I tried alot of stuff and went far as taking a general $A$ matrix and trying to apply it and I feel that I'm missing something and I'm not in the right direction.
Note that I would be happy to get all types of answers but this question is intended to be solved using determinant properties.
Any help is appreciated, thanks in advance.

EDIT: I have not learnt Cayley-Hamliton theorem yet, and looking for a solution without it.

Answer 1

You can take advantage of the small size of the matrix $A$.

All you need is to work out the following cases by hand: $$ \begin{pmatrix} 0&0\\0&0 \end{pmatrix},\quad \begin{pmatrix} 0&1\\0&0 \end{pmatrix}. $$

Once you work out the simple cases, find a relation between $\det(tI-J)$ and $\det(tI-BJB^{-1})$ and show that you can write $A$ as $A=BJB^{-1}$ for some matrix $B$.

Answer 2

$$\det \begin{pmatrix} t - a & -b \\ -c & t - d \end{pmatrix} = t^2 - (a + d)t + (ad - bc)$$

Since $A^2 = 0$, we have $ad - bc = 0$.

If $a + d \neq 0$ then setting $t = a + d$ we have that $\det(tI - A) = 0$. On the other hand,

$$ (tI - A)(\alpha I + \beta A) = I$$

has a solution (try to find it). So $tI - A$ is invertible if $t \neq 0$. But then $a + d$ cannot be non-zero.

Answer 3

Here is yet another way to show it:
In some extension field (in this case we can just take $\Bbb C$ of course) the characteristic polynomial $\det(xI-A)$ will split into linear factors.
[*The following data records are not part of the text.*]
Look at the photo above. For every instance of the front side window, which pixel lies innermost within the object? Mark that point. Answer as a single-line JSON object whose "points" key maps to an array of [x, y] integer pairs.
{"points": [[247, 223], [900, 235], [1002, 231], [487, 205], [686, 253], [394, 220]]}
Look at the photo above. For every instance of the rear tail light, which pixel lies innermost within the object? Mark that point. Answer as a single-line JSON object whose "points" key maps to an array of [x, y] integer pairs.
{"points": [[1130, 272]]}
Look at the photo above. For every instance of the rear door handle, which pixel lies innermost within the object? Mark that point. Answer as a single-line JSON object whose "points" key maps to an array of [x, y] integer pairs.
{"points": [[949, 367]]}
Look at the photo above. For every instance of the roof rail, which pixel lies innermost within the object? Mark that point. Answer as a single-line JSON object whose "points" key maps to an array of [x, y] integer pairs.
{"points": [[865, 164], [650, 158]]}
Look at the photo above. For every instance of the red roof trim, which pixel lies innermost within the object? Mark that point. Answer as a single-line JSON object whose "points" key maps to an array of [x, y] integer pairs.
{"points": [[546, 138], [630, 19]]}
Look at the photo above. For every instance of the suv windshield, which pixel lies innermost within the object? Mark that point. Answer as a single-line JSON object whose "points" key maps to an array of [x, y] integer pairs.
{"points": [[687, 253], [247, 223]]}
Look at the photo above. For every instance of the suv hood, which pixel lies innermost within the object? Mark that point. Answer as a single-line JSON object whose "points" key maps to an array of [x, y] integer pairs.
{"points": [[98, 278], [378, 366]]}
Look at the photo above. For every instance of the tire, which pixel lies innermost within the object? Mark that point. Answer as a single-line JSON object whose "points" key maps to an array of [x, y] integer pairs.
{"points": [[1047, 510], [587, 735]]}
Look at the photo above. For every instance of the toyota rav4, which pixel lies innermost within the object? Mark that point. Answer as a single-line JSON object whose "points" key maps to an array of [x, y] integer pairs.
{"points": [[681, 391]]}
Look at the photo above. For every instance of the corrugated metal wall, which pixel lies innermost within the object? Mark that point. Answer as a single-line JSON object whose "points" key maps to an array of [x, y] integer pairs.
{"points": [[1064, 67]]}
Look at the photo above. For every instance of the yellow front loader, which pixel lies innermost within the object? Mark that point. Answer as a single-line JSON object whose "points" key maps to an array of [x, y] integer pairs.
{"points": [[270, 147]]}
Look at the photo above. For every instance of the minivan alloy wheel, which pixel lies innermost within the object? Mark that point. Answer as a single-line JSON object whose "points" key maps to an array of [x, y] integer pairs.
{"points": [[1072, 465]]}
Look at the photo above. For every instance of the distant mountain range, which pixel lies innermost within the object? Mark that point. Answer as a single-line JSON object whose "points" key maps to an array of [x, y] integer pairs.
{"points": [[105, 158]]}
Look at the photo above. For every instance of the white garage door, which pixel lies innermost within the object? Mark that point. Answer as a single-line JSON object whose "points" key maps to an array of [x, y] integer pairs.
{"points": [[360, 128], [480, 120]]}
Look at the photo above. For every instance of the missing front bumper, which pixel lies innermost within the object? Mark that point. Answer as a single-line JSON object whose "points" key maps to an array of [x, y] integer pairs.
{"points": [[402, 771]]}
Let $\lambda\in\Bbb C$ be any zero of it, i.e. $\det(\lambda I-A)=0$. Then $\lambda I-A$ is not invertible, hence there is a $v\in\Bbb C^2$ (an 'eigenvector') with $v\ne0$ and $(\lambda I-A)v=0$. So we get $Av=\lambda v$. Applying $A$ again gives us $$0=A^2v=A\lambda v=\lambda^2 v$$ Therefore $\lambda^2=0\Rightarrow \lambda=0$. Hence $\det(xI-A)$ has only one zero in $\Bbb C$, namely $0$ (not counting multiplicity). Therefore $\det(xI-A)=x^2$.
Of course this proof generalizes immediately to higher dimensions.

Answer 4

If $A^2=\pmatrix{a&b\\c&d}\pmatrix{a&b\\c&d}=\pmatrix{a^2+bc&b(a+d)\\c(a+d)&bc+d^2}=\pmatrix{0&0\\0&0},$

then $b=0$, in which case $a=d=0$, or $b\ne0$, in which case $a=-d$ and $c=\dfrac{-a^2}b$,

so $A=\pmatrix{0&0\\c&0}$ or $A=\pmatrix{a&b\\\dfrac{-a^2}b&-a}$.

Can you take it from here and compute $\det(tI-A)$ now?